Chapter One: Arlington, Massachusetts


In Chapter One, Joe describes his hockey beginnings for the legendary coach Eddie Burns.

Opposing players and coaches frequently mocked all of this. “Oh, you play for Eddie Burns? How many breakouts do you guys have now, twenty?” Affectations aside, Burns won. And he won often.

He wasn’t perfect. And we had fun with that. He might start a story with, “Ninety-nine times out of ten …” The capacity crowd of 13,909 at the old Boston Garden might come out as, “Thirteen thousand nine-oh-thousand.” Before taking on a major rival, his pre-game talk frequently included some politically incorrect motivation. “Nervous? Why there are fifty million Chinamen who don’t even know you’re playing.”

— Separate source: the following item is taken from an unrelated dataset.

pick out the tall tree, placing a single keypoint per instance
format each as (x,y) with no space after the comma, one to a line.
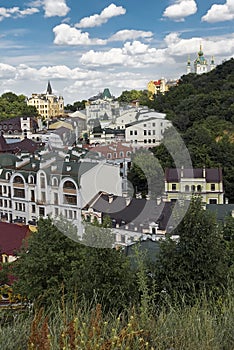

His wardrobe made even me look like a GQ model. And we all tried to mimic that gravelly voice. But never in front of him.

I can still see him, more than five decades later, walking into one of those Boston Arena locker rooms, reaching high to leave his cigar on top of a make-shift wall and getting set to deliver his pregame remarks. We would play the period, he would return and reach for that cigar, and then go outside the room to discuss the period with his assistants.

Once, to the astonishment of the rest of us, a teammate stood up and, just as Eddie left the room ahead of us, moved the cigar about two feet to the left. At the end of the period, we all watched Eddie reach in vain for that cigar for several uncomfortable seconds. Given our respect for him, such moments were rare.

One of my teammates once observed that Eddie accomplished all of this by rarely raising his voice and never, to our collective memories, using a bad word. (As one alum said, “He sometimes used the wrong word but never a bad word!”)

He was competitive. We never thought he placed too much emphasis on winning, but he wasn’t afraid to make it clear how important it was. Once, after winning a state tournament game, he crossed the ice to shake the hand of the opposing coach. When he extended his hand, his vanquished foe ungraciously said, “Well, you’re one up on me,” and then turned and walked away.

As fate would have it, the two teams met in the following year’s championship game. Same result. As the postgame handshake was about to unfold and the losing coach feebly extended his hand, Eddie didn’t wait. “Now I’m two up on you,” he said with a smile.